Set up an e-commerce platform on your website that includes a catalog of high-quality photos of all your cards. Include your photo and a brief bio, says artist and card designer Steve Lowtwait, who markets his designs at CampSteve.com. "Say something about yourself on your site. People who like buying from artists like to know a little something about them," he says.
Joel Wishkovsky, co-founder of greeting card website Card Gnome, recommends BigCartel.com, which offers shopping cart software specifically for artists.You'll have to decide whether you want to hold inventory and ship it yourself or direct traffic from your site to a print-on-demand site such as Zazzle.com or CafePress.com, he says. "These sites have the added benefit of being able to put your trading card designs on other types of gifts without any extra effort," Wishkovsky says.
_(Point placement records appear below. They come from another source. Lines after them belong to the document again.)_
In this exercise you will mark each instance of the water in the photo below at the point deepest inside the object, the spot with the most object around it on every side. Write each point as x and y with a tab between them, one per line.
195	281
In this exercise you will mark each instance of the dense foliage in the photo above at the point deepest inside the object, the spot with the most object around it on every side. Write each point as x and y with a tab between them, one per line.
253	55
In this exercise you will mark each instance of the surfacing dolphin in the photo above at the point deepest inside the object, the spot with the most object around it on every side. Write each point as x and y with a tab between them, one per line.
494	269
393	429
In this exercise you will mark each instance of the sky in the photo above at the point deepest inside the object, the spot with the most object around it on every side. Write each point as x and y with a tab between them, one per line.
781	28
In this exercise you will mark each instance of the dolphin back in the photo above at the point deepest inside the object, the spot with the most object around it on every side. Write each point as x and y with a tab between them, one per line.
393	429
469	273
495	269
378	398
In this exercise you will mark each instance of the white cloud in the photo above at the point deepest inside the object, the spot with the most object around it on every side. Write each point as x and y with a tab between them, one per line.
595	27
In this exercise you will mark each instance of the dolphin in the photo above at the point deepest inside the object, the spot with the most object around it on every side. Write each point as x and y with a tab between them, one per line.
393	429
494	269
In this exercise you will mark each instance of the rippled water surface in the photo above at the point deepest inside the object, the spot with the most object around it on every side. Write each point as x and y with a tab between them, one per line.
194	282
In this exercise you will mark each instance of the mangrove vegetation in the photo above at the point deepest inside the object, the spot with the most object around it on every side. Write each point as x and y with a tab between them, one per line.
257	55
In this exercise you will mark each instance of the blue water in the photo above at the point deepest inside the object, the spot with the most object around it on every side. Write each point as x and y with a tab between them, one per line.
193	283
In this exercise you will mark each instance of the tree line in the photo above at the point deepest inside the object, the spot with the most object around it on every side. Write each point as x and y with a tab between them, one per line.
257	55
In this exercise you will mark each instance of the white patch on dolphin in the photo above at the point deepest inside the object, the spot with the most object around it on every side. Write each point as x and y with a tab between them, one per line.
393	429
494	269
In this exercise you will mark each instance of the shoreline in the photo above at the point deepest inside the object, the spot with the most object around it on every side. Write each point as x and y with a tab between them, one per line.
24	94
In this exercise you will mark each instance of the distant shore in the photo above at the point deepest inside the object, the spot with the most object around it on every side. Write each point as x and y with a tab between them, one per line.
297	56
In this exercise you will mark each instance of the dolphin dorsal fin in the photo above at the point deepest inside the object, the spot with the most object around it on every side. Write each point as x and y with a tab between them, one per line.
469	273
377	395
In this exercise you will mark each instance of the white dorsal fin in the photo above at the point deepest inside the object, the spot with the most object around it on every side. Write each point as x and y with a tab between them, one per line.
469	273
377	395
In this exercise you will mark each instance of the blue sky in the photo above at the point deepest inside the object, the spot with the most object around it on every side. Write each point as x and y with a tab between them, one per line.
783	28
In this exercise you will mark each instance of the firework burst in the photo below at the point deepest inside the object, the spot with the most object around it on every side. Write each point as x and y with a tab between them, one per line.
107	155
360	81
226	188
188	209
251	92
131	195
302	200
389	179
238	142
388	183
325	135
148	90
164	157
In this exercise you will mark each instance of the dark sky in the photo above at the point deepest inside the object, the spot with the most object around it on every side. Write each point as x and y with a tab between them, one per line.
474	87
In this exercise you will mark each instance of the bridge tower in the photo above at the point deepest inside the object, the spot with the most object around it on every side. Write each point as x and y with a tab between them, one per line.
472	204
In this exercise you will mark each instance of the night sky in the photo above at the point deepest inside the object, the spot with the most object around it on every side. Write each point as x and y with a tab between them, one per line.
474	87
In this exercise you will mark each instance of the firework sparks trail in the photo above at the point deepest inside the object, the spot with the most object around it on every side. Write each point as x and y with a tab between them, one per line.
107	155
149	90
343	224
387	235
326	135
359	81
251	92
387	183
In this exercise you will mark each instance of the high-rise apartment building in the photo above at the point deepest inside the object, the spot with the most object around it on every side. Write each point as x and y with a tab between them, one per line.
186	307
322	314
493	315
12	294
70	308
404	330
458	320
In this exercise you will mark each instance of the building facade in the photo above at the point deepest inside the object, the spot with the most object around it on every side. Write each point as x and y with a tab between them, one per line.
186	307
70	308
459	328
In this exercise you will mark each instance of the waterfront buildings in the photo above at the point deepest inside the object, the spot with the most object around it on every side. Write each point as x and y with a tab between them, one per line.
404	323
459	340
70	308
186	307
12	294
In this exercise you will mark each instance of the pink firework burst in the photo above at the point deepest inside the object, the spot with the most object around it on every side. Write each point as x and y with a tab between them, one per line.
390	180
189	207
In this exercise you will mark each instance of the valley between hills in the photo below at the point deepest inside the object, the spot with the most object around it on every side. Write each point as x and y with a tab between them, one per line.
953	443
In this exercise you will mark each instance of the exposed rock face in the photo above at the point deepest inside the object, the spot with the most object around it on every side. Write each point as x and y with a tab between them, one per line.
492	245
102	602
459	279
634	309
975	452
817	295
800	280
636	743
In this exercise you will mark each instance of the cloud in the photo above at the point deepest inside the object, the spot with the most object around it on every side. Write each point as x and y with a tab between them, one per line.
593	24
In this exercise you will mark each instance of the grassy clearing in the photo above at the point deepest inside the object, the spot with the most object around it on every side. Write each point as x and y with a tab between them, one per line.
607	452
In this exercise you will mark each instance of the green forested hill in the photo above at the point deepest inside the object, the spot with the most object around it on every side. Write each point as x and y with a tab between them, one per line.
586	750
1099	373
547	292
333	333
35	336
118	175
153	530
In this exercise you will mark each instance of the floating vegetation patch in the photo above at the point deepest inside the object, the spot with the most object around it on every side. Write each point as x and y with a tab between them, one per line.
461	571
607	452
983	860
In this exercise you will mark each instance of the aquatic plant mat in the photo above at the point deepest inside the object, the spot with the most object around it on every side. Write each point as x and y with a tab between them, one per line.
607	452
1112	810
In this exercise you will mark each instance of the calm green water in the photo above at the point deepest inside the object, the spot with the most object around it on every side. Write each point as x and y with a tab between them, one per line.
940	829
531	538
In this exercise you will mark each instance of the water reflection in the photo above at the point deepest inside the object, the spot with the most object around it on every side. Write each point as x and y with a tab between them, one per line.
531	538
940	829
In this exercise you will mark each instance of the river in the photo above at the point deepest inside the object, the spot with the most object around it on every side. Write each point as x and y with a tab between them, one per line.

If you are already carrying inventory, eBay (EBAY) and Etsy are obvious marketing venues for you. You may find low-cost advertising opportunities on blogs that cover trading cards. Depending on how "offbeat" your cards are, you might also try DeviantArt.com, Lowtwait says. "I've not posted anything there since my work doesn't fit, but it's a community site for alternative style artworks," he says.
Another marketing venue you shouldn't ignore is the trade show circuit. "They are still the best way to network and break into an industry. There are a number of great shows where you can find people to license your work or find a distribution deal," Wishkovsky says. He recommends general card shows, such as the National Stationery Show and SURTEX.
You can also find more specialized shows. TradingCardCentral.com has a listing of card and memorabilia conventions.Another good source for you—for resources and perhaps as an advertising venue—would be Non-Sport Update, a magazine that covers trading cards, assuming that yours are of a non-sport variety.
It's always a good idea to go to a show first for an idea of how the show operates and who attends before you take on the considerable effort and expense of exhibiting. Good luck.